Friday, September 21, 2007


One of our priorities at CTK is worship. We say that we want to make worship our lifestyle, not just what we do when we come together to sing, teach and pray. But there is no question that what happens when we come together in our worship services sets a tone for the worship we want to see during the week. This means that the worship leaders must be the lead worshippers.

Elijah Tadema, our new Director of Worship at the CTK Burlington Worship Center, recently sat down with the members of the worship team and told them "When we get together for worship practice we are not just going to practice our music, we are going to practice our worship - we are going to practice worshipping." I like that. After dealing with the technical details of the upcoming service (transitions, etc.) the team spends time worshipping together. Elijah understands that skillful worship leading involves both hands and heart. To be tuned up instrumentally, but not tuned up spiritually, is to be half-prepared. Spiritual ends require spiritual means.

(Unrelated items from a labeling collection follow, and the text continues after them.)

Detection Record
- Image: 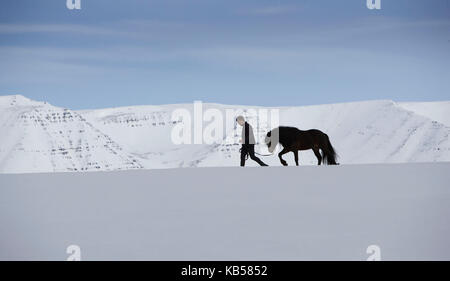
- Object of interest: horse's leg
[313,148,322,165]
[292,150,298,166]
[278,148,289,166]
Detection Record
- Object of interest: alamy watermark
[366,0,381,10]
[66,0,81,10]
[66,245,81,261]
[171,101,279,151]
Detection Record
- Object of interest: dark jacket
[242,122,256,145]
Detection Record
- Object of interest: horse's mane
[273,126,301,147]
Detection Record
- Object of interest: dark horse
[265,126,338,166]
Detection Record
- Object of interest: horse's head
[264,129,278,153]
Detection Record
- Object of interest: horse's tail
[322,134,339,165]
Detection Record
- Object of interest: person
[236,116,267,167]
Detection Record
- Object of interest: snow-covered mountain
[0,95,450,173]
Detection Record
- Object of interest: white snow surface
[0,95,450,173]
[0,163,450,261]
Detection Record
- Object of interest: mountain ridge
[0,95,450,173]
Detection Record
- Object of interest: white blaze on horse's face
[264,135,275,153]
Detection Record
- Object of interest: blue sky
[0,0,450,109]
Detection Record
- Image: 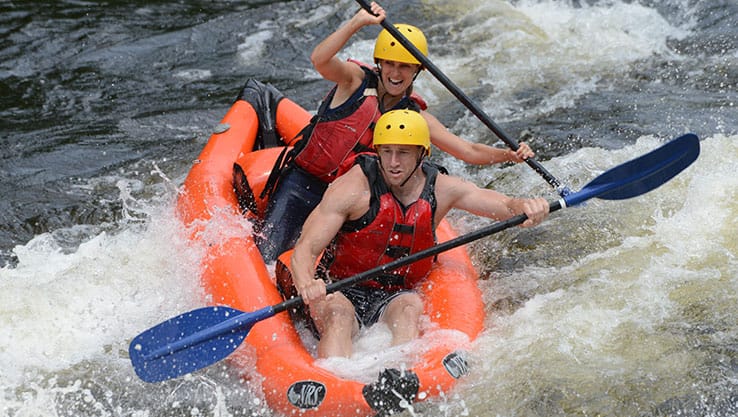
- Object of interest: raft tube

To mount an effective attack on the enemy, you must develop both an "air war" and "ground war." The air war is your weekly service; your presentation ministry. The ground war is your small groups; your personal ministry. Your air attack gives cover for your ground attack. Your ground attack retains the advances made from the air (spiritually, things are softened up by preaching, but the ground is won and held in community). Worship Centers lacking a strong air attack (teaching, worship) will have few newcomers. Worship Centers lacking a strong ground attack (small groups) will have poor retention (the revolving door).